Seventeenth ROMANIAN MASTER OF MATHEMATICS

To prove this, choose an arbitrary $i<n$, and let $A_i{A}_{j_1},A_i{A}_{j_2},\dots ,A_i{A}_{j_{10}}$ be the ten smallest numbers among the $A_i{A}_j$ with $j\ne i$, ordered so that $j_1<j_2<\cdots <j_{10}$. If $j_{10}<i$, then $i>10$, and the problem condition yields $$b_i=\underset{1\le k\le 10}{\max }{A}_i{A}_{j_k}=a_i\ge a_n\ge b_n,$$ which is even stronger than we need. Otherwise, set $j=j_{10}>i$ (in this case we also have $j_{10}>10$), and denote $m=b_i={\max }_{1\le k\le 10}{A}_i{A}_{j_k}$. By the problem condition, we have $a_j\ge a_n=b_n$. On the other hand, we have $$a_j\le \max \left(A_j{A}_i,\underset{1\le k\le 9}{\max }{A}_j{A}_{j_k}\right)\le \max \left(A_j{A}_i,\underset{1\le k\le 9}{\max }(A_j{A}_i+A_i{A}_{j_k})\right)\le 2m,$$ as $A_j{A}_i,A_i{A}_{j_k}\le m$. So $b_n\le a_j\le 2m=2b_i$, as desired.

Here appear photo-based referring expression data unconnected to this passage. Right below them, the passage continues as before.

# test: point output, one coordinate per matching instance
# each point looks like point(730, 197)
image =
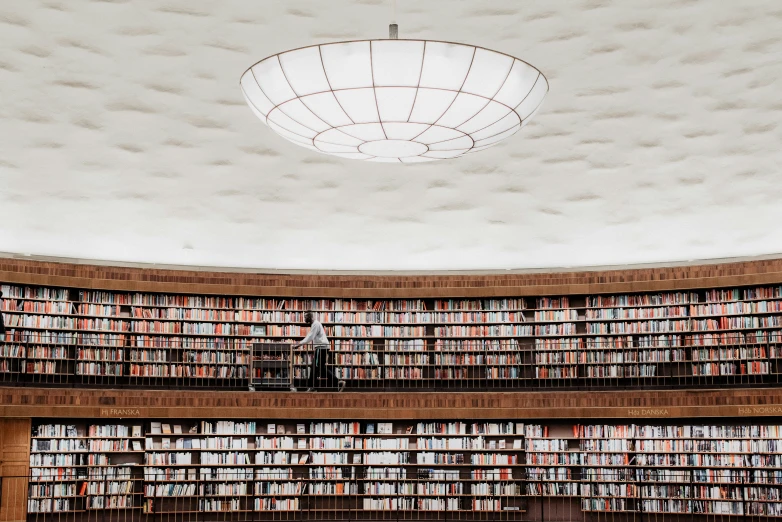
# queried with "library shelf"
point(550, 342)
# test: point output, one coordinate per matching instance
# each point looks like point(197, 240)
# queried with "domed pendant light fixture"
point(401, 101)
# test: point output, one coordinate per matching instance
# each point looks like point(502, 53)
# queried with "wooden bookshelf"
point(673, 339)
point(350, 468)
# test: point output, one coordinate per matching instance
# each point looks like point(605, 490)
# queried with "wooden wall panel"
point(63, 403)
point(14, 468)
point(403, 285)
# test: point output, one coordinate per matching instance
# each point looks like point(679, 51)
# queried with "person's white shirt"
point(316, 336)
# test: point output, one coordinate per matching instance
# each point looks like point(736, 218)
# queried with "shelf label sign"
point(120, 412)
point(648, 412)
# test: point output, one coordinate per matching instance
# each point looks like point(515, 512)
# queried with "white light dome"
point(394, 100)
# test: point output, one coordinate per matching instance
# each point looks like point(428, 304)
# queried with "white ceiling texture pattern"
point(125, 137)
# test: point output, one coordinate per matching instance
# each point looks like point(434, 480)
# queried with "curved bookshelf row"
point(94, 338)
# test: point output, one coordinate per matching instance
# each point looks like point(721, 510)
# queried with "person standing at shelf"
point(319, 367)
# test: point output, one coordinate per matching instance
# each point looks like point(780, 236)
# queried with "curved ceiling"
point(125, 137)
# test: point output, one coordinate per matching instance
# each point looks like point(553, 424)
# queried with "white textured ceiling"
point(124, 136)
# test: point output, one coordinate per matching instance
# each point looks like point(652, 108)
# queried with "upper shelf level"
point(686, 338)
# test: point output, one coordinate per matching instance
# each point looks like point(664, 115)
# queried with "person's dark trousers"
point(320, 374)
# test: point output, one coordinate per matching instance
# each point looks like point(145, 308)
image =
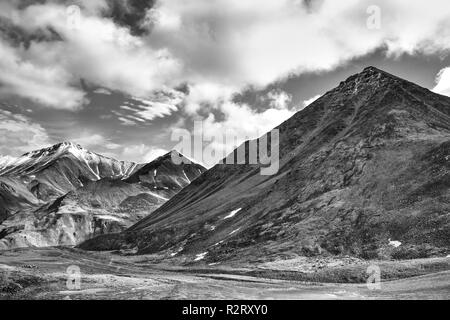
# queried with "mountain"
point(86, 194)
point(366, 164)
point(54, 171)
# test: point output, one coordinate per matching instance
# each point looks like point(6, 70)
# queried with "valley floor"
point(47, 273)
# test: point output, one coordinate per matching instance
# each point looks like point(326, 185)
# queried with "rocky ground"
point(48, 273)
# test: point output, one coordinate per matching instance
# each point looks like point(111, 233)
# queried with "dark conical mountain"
point(366, 163)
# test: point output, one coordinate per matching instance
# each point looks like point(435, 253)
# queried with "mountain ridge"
point(351, 166)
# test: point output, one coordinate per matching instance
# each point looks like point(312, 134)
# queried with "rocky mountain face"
point(65, 194)
point(364, 167)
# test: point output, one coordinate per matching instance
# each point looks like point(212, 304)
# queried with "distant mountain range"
point(65, 194)
point(364, 166)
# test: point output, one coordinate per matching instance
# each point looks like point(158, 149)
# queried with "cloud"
point(45, 84)
point(443, 82)
point(49, 71)
point(89, 140)
point(226, 44)
point(18, 134)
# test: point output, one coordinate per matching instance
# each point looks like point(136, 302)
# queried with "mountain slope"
point(52, 172)
point(366, 163)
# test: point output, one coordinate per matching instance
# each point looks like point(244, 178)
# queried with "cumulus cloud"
point(279, 99)
point(89, 139)
point(221, 44)
point(311, 100)
point(218, 48)
point(18, 134)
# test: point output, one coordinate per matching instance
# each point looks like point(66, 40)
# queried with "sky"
point(119, 77)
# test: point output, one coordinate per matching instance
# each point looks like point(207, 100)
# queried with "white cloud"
point(218, 47)
point(311, 100)
point(18, 134)
point(443, 82)
point(141, 153)
point(279, 99)
point(89, 140)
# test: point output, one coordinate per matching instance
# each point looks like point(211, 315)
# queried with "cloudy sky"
point(118, 77)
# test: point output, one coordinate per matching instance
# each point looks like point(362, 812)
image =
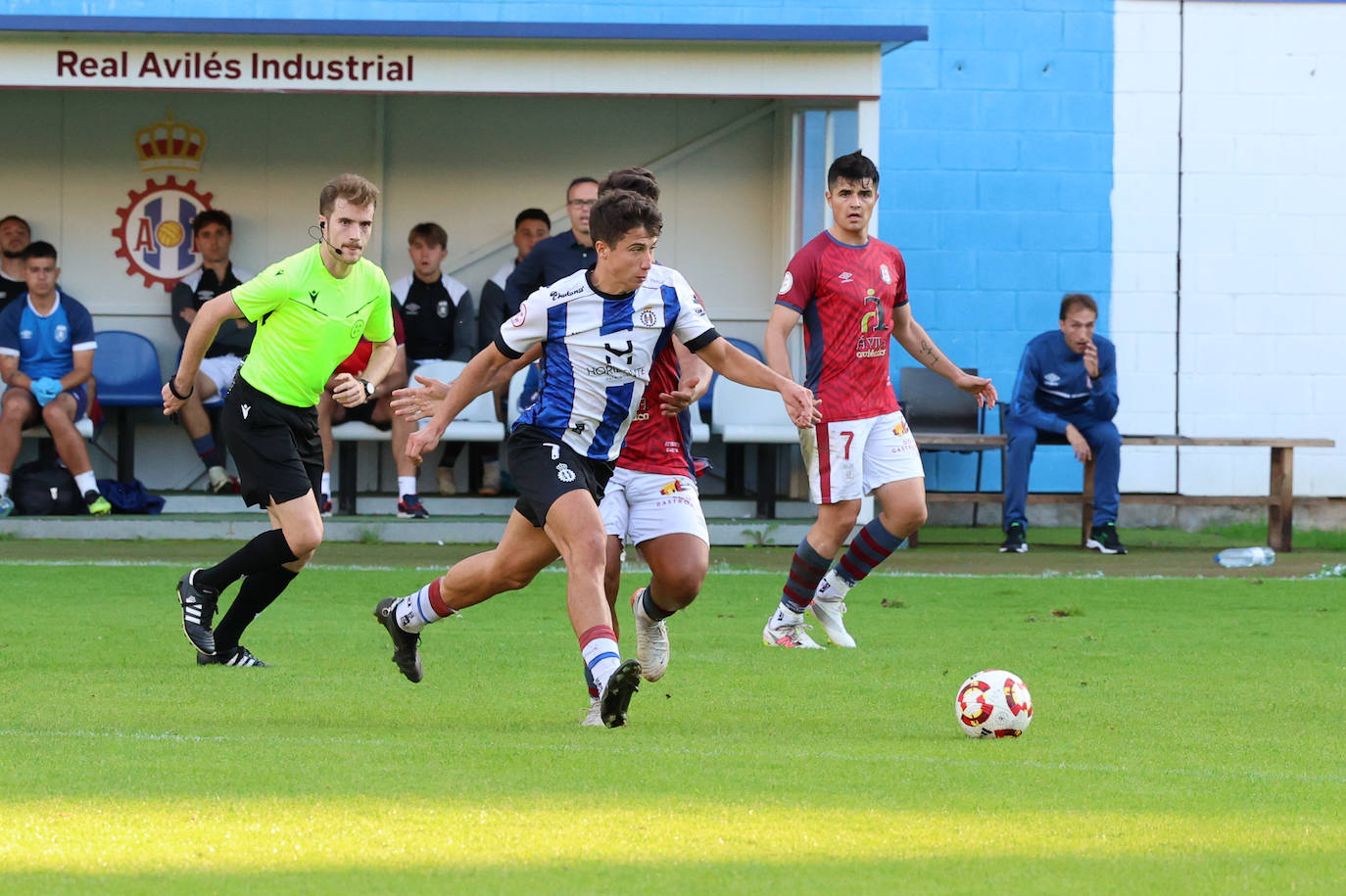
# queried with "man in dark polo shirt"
point(558, 256)
point(213, 231)
point(15, 237)
point(440, 324)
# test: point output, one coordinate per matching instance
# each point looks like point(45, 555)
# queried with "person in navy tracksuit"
point(1066, 385)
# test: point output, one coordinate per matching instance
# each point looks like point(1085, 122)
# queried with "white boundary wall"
point(1260, 333)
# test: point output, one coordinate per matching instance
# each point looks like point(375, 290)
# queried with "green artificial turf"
point(1186, 738)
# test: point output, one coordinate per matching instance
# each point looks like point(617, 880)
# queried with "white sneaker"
point(593, 717)
point(828, 607)
point(788, 630)
point(651, 640)
point(219, 482)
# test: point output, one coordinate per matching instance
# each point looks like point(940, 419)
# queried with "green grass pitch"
point(1187, 737)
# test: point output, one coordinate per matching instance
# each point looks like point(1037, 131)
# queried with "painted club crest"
point(154, 230)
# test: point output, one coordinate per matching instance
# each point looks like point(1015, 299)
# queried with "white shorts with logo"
point(638, 506)
point(221, 370)
point(848, 459)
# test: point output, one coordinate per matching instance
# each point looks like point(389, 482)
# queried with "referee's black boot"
point(198, 611)
point(406, 644)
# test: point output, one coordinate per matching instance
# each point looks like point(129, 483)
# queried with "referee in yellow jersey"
point(310, 308)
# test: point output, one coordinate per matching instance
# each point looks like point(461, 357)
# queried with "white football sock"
point(413, 611)
point(601, 657)
point(86, 482)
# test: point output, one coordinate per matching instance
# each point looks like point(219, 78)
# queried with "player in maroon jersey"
point(651, 502)
point(851, 292)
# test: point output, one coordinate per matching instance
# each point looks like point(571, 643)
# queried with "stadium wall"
point(1032, 147)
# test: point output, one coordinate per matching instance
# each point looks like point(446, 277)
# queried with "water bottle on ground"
point(1240, 557)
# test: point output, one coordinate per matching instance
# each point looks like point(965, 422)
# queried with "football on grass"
point(993, 704)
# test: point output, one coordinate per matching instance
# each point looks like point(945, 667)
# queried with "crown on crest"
point(168, 144)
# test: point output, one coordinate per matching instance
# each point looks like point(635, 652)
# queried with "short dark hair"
point(532, 214)
point(209, 216)
point(619, 212)
point(1077, 301)
point(39, 249)
point(578, 182)
point(355, 189)
point(429, 233)
point(855, 167)
point(636, 179)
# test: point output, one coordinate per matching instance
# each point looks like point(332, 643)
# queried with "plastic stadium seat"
point(126, 369)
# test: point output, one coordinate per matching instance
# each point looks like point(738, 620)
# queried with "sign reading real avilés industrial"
point(155, 69)
point(194, 64)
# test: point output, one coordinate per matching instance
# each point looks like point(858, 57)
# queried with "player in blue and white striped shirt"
point(600, 331)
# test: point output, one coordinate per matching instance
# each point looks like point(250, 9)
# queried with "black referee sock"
point(256, 594)
point(264, 551)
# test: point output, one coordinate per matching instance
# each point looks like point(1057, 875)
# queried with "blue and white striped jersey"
point(598, 350)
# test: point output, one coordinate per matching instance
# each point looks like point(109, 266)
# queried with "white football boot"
point(788, 630)
point(830, 605)
point(651, 639)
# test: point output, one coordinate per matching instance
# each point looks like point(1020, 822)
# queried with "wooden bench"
point(1278, 499)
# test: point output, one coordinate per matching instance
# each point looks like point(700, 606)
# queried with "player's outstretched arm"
point(918, 344)
point(778, 327)
point(750, 371)
point(420, 400)
point(200, 335)
point(475, 378)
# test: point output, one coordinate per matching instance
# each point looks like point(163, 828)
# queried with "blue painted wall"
point(996, 158)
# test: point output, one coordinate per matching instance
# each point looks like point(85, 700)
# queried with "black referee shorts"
point(274, 446)
point(544, 468)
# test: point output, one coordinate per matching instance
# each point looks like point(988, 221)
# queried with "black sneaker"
point(1105, 539)
point(198, 610)
point(406, 653)
point(240, 657)
point(1017, 540)
point(621, 686)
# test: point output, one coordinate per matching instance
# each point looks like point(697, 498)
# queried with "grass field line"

Alternative solution. Let $d_j=f_{10}(j,n)$, $j=1,\dots ,n$. To prove that $2d_j\ge d_n$ for every $j=1,\dots ,n-1$, induct on $n$. Consider the base case, $n=11$. Note that each $d_j={\max }_{i\ne j}{A}_i{A}_j$, as $f_{10}$ is 10-variate. Let $d_{11}=A_{11}{A}_k$ for some index $k\le 10$. Clearly, $2d_k\ge 2A_k{A}_{11}=2d_{11}\ge d_{11}$ and if $j\ne k$ then $2d_j\ge A_j{A}_k+A_j{A}_{11}\ge A_k{A}_{11}=d_{11}$, by the triangle inequality. For the induction step, let $n>11$ and note that $$\underset{n\ge l\ge k}{\max }{f}_{10}(l,k-1)=\underset{n-1\ge l\ge k}{\max }{f}_{10}(l,k-1),$$ as both maxima are achieved at $l=k$, by the condition in the statement. Hence $A_1,A_2,\dots ,A_{n-1}$ also satisfy this condition. Let $d_j^{\prime }=f_{10}(j,n-1)$, $j=1,\dots ,\le n-1$. By the induction hypothesis, $2d_j^{\prime }\ge d_{n-1}^{\prime }$ for all $j\le n-2$. Note that $d_{n-1}^{\prime }=f_{10}(n-1,n-2)\ge f_{10}(n,n-2)\ge f_{10}(n,n-1)=d_n$; the first inequality holds by the condition in the statement for $k=n-1$ and the second because adding more variables to $f_{10}$ does not increase its value. Let now ${\Delta }_i$ be the closed disc (interior and boundary) of radius $d_i$, centred at $A_i$. By the definition of $d_i$, each ${\Delta }_i$ contains at least 11 points, of which at most 10 ($A_i$, inclusive) lie strictly inside. Finally, suppose, if possible, that $2d_j<d_n$ for some index $j<n$. If $A_j{A}_n$ is not among the first 10 distances from $A_j$ to the other points, then $d_j=d_j^{\prime }$ and this leads to a contradiction with the induction hypothesis. So $A_j{A}_n$ has to be among the first 10 distances from $A_j$ to the other points. This means that $d_j\ge A_j{A}_n$, so $d_n>2d_j\ge 2A_j{A}_n$. Hence ${\Delta }_j$ lies strictly inside ${\Delta }_n$. This is a contradiction, as ${\Delta }_j$ contains at least 11 points, whereas ${\Delta }_n$ contains at most 10 strictly inside. The conclusion follows.